Saturday, December 12, 2009

Gucci Mane Music Producers Sound Off To The New York Times


photo courtesy of Erik S. Lesser / New York Times

On Tuesday, the day Gucci Mane released his second studio album, “The State vs. Radric Davis,” he woke up and went to sleep in the Fulton County Jail, in the northwest part of Atlanta, where he’s resided since last month.

It was a not altogether unusual predicament for this rapper, born Radric Davis, one of the most vigorous and exciting in recent memory. This is the second time he’s had his probation from a 2005 aggravated assault conviction revoked, and the second time it’s happened at the moment where his career appeared to be on the verge of exploding.

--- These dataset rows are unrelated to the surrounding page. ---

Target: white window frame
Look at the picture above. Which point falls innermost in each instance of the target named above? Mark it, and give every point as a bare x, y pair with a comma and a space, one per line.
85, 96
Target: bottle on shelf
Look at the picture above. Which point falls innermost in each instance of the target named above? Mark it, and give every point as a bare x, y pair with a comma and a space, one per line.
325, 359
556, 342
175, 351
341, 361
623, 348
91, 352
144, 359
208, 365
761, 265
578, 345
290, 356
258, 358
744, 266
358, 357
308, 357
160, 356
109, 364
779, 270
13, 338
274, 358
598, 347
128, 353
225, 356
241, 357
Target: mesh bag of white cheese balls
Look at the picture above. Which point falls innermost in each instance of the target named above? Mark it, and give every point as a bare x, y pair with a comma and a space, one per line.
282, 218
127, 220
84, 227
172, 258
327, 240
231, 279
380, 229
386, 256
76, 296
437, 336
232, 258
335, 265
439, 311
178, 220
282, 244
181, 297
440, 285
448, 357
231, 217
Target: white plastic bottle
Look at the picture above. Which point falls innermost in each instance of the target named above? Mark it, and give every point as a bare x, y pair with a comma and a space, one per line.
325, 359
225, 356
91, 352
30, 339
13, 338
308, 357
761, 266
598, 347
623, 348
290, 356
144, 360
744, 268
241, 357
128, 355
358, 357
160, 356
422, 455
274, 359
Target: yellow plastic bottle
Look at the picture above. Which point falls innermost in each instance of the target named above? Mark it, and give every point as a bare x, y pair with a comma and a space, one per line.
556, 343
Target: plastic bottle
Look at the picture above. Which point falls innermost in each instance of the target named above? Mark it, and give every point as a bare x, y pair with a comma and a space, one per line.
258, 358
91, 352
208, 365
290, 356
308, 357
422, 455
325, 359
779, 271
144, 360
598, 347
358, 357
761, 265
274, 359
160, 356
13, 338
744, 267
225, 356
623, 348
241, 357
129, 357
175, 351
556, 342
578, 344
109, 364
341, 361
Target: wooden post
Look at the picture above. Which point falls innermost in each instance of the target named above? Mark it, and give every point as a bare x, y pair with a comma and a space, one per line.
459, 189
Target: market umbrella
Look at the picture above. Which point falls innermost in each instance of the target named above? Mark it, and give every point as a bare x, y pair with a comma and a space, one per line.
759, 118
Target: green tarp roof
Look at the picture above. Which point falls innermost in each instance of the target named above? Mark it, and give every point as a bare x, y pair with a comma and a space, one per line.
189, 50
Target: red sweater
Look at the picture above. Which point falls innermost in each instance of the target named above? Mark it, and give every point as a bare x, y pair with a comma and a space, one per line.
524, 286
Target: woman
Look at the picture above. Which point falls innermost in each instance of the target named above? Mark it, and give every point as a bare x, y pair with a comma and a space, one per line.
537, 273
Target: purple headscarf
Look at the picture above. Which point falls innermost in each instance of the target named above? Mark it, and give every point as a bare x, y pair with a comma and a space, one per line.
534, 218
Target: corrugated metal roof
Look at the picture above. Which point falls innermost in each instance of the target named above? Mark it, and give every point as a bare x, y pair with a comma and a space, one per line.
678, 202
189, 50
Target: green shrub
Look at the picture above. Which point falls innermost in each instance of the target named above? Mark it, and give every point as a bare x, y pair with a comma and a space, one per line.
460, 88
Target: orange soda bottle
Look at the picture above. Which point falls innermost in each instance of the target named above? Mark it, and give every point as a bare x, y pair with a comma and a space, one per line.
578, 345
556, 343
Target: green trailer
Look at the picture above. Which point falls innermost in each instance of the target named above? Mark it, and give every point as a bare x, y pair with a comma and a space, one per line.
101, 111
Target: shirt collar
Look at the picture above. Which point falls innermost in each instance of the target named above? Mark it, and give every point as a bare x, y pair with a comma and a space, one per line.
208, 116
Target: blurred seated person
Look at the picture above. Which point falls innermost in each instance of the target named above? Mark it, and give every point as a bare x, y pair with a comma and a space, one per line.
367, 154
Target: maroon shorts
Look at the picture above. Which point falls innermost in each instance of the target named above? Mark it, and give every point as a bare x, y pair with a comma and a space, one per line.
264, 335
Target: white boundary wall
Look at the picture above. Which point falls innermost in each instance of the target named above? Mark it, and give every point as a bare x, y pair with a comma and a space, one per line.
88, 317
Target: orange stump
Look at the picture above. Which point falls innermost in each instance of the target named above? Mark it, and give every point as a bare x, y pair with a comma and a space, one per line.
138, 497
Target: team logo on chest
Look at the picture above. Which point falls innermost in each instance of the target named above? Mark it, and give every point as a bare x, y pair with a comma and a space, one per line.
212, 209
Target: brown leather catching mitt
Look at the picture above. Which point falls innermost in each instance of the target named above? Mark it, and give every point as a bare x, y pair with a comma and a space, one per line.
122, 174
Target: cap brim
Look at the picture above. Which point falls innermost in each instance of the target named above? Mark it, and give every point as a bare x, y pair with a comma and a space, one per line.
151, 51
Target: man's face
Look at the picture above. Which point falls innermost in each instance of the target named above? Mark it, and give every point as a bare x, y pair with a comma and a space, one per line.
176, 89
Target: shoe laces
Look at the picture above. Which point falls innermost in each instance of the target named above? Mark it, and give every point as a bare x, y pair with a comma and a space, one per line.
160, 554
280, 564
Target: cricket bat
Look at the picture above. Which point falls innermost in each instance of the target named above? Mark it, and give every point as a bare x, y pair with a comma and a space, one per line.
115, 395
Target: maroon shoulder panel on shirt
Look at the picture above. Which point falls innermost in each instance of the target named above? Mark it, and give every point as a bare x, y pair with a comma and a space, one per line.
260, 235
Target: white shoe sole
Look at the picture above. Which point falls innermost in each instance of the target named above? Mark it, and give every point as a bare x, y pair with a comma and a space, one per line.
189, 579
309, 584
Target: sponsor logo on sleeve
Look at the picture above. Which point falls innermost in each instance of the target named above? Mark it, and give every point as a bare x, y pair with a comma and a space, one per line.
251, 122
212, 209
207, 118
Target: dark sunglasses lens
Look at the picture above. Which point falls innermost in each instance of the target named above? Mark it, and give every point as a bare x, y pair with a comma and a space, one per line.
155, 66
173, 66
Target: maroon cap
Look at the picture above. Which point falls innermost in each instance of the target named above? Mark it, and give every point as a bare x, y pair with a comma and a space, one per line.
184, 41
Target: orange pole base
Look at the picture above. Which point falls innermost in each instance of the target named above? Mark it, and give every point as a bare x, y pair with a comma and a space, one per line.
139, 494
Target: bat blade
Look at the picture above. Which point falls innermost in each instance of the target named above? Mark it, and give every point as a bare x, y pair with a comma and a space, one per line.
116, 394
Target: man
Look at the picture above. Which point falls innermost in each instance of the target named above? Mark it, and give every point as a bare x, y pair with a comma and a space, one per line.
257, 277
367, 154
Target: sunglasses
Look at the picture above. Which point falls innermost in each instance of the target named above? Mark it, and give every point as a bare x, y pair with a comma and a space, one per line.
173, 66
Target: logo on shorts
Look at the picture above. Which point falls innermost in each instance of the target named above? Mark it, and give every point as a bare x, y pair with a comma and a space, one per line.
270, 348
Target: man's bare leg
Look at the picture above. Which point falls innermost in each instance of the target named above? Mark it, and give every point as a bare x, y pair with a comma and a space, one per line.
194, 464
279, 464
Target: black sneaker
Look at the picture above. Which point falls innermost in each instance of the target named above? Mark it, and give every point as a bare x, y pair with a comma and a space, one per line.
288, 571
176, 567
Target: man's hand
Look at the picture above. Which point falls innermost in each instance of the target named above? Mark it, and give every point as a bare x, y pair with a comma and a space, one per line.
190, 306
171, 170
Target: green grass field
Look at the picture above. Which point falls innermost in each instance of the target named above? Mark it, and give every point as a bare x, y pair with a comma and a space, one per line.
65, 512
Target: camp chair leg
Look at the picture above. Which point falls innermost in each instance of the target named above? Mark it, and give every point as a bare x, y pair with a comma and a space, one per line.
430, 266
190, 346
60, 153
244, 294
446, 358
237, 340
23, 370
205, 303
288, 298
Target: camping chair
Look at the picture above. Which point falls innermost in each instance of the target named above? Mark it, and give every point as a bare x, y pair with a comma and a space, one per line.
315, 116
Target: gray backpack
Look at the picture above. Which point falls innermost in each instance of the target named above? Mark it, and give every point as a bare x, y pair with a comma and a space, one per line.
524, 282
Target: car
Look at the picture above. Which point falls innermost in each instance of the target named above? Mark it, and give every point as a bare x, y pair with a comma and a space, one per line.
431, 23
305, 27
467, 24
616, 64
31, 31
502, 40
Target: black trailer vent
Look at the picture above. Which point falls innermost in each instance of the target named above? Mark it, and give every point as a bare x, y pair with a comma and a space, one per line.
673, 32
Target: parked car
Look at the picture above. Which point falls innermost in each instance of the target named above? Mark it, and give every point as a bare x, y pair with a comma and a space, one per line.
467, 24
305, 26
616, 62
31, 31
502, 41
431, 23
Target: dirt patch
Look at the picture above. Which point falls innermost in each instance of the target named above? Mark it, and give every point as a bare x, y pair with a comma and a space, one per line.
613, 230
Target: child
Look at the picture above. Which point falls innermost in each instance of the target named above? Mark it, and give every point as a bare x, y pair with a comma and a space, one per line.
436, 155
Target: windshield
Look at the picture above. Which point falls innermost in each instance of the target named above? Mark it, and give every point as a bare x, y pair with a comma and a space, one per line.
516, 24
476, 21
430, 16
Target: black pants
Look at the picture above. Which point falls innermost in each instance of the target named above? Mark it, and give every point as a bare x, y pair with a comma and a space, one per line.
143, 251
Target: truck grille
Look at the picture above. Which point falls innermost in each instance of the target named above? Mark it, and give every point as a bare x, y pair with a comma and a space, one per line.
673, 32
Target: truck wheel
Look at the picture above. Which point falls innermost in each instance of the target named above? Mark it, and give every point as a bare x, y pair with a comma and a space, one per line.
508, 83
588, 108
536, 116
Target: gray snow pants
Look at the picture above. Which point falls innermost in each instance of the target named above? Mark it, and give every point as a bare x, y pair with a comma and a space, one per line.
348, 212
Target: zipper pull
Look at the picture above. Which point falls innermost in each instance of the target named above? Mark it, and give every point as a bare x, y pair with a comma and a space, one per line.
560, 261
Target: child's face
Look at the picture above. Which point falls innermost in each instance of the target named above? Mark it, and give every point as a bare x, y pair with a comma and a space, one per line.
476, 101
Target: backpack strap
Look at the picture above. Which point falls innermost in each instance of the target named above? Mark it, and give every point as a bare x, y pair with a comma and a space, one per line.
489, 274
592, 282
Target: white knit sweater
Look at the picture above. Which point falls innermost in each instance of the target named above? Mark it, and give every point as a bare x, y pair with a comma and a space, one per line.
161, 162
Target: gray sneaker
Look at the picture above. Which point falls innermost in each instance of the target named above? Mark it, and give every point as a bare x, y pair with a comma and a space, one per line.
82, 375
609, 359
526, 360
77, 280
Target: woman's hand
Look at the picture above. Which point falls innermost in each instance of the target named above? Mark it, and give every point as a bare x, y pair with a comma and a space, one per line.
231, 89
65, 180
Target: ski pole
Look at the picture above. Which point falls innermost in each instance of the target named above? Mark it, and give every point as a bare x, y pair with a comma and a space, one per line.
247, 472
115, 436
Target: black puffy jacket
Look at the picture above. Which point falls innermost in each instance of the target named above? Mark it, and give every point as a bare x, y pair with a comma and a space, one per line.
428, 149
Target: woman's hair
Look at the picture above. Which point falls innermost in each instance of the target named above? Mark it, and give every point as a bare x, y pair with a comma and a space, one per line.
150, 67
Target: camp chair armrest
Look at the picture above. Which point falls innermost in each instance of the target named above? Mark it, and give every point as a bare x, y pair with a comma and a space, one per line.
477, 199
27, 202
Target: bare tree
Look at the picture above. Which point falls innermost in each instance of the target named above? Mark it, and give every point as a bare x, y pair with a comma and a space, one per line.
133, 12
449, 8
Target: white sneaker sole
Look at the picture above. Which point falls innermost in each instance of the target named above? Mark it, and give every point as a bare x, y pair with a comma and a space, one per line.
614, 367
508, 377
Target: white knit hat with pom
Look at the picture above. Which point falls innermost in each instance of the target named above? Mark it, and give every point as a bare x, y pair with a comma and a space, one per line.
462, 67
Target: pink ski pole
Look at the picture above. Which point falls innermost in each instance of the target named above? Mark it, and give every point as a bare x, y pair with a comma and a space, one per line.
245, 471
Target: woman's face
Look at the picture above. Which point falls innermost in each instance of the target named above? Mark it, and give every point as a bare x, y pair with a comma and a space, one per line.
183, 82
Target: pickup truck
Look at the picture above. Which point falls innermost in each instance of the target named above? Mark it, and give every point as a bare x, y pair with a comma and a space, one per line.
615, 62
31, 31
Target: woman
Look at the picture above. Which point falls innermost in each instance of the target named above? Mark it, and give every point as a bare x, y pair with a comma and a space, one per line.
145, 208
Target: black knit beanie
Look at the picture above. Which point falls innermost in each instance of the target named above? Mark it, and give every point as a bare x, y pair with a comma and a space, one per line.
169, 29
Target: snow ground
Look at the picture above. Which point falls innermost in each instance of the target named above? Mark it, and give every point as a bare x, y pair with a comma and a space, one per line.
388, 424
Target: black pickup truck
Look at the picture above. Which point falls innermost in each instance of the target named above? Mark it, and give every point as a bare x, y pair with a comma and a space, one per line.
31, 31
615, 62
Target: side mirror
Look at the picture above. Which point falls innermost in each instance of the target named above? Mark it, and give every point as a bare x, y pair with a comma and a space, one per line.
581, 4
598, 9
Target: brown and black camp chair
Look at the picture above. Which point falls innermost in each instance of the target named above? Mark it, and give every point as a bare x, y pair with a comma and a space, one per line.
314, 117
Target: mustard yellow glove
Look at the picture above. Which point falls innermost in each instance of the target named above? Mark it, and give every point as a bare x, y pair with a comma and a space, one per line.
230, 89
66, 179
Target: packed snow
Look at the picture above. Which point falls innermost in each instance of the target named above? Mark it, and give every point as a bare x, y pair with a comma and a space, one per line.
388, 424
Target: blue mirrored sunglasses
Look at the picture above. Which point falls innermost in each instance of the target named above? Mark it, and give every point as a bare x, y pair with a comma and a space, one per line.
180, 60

Still, in spite of these impediments, Gucci Mane, 29, has been the most prolific rapper in Atlanta over the last two years, the most hotly discussed, and also the most improved. In the last few months he’s had the swiftest ascent to hip-hop ubiquity since Lil Wayne.

He didn’t do it alone. Gucci Mane’s rise has occurred in large part thanks to a handful of producers — Zaytoven, Drumma Boy, Shawty Redd and Fatboi, most prominently — whose work over the past four years has come to exemplify the modern Atlanta sound: triumphant but moody, synth-heavy with sharp snares, all sprinkled with almost gothic overtones. Collectively these four been responsible for much of Gucci Mane’s great recent material as well as most of the best songs on “The State vs. Radric Davis” (So Icey/Asylum/Warner Brothers). Their work on this album, Gucci Mane said in a phone interview from jail, “made me feel like, damn, I was smart for working with them for all these years.”